To Google’s credit, it addresses this on its Imagen webpage (which is where you can best see the results of the technology too): “First, downstream applications of text-to-image models are varied and may impact society in complex ways. The potential risks of misuse raise concerns regarding responsible open-sourcing of code and demos. At this time we have decided not to release code or a public demo. In future work we will explore a framework for responsible externalization that balances the value of external auditing with the risks of unrestricted open-access.

The page continues: “Second, the data requirements of text-to-image models have led researchers to rely heavily on large, mostly uncurated, web-scraped datasets.
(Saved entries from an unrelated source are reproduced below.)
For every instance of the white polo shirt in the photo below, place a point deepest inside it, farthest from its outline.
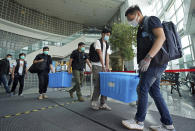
(97, 45)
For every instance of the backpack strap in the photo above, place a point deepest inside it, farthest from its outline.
(146, 32)
(107, 46)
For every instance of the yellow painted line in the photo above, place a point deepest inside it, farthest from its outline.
(27, 112)
(8, 116)
(35, 110)
(43, 108)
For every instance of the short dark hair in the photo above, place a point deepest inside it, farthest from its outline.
(22, 54)
(106, 31)
(9, 55)
(45, 48)
(132, 10)
(81, 44)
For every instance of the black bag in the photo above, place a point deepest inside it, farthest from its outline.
(171, 48)
(93, 55)
(38, 67)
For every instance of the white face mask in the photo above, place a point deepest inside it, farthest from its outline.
(134, 22)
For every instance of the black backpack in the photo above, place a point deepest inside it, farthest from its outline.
(171, 48)
(93, 55)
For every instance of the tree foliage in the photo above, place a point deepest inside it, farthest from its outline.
(123, 39)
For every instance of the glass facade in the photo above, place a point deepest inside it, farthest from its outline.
(12, 11)
(174, 10)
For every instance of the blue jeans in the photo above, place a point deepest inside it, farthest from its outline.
(3, 79)
(150, 83)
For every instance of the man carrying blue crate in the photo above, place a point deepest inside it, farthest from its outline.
(78, 61)
(43, 76)
(150, 71)
(99, 55)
While this approach has enabled rapid algorithmic advances in recent years, datasets of this nature often reflect social stereotypes, oppressive viewpoints, and derogatory, or otherwise harmful, associations to marginalized identity groups.”

Finally, Google states that “A conceptual vocabulary around potential harms of text-to-image models and established metrics of evaluation are an essential component of establishing responsible model release practices. While we leave an in-depth empirical analysis of social and cultural biases to future work, our small scale internal assessments reveal several limitations that guide our decision not to release our model at this time.”

In any case, with the rise of text-to-image technologies, the old idiom that a picture is worth a thousand words seems outdated. In this new reality, it seems a picture is now worth about a word or two.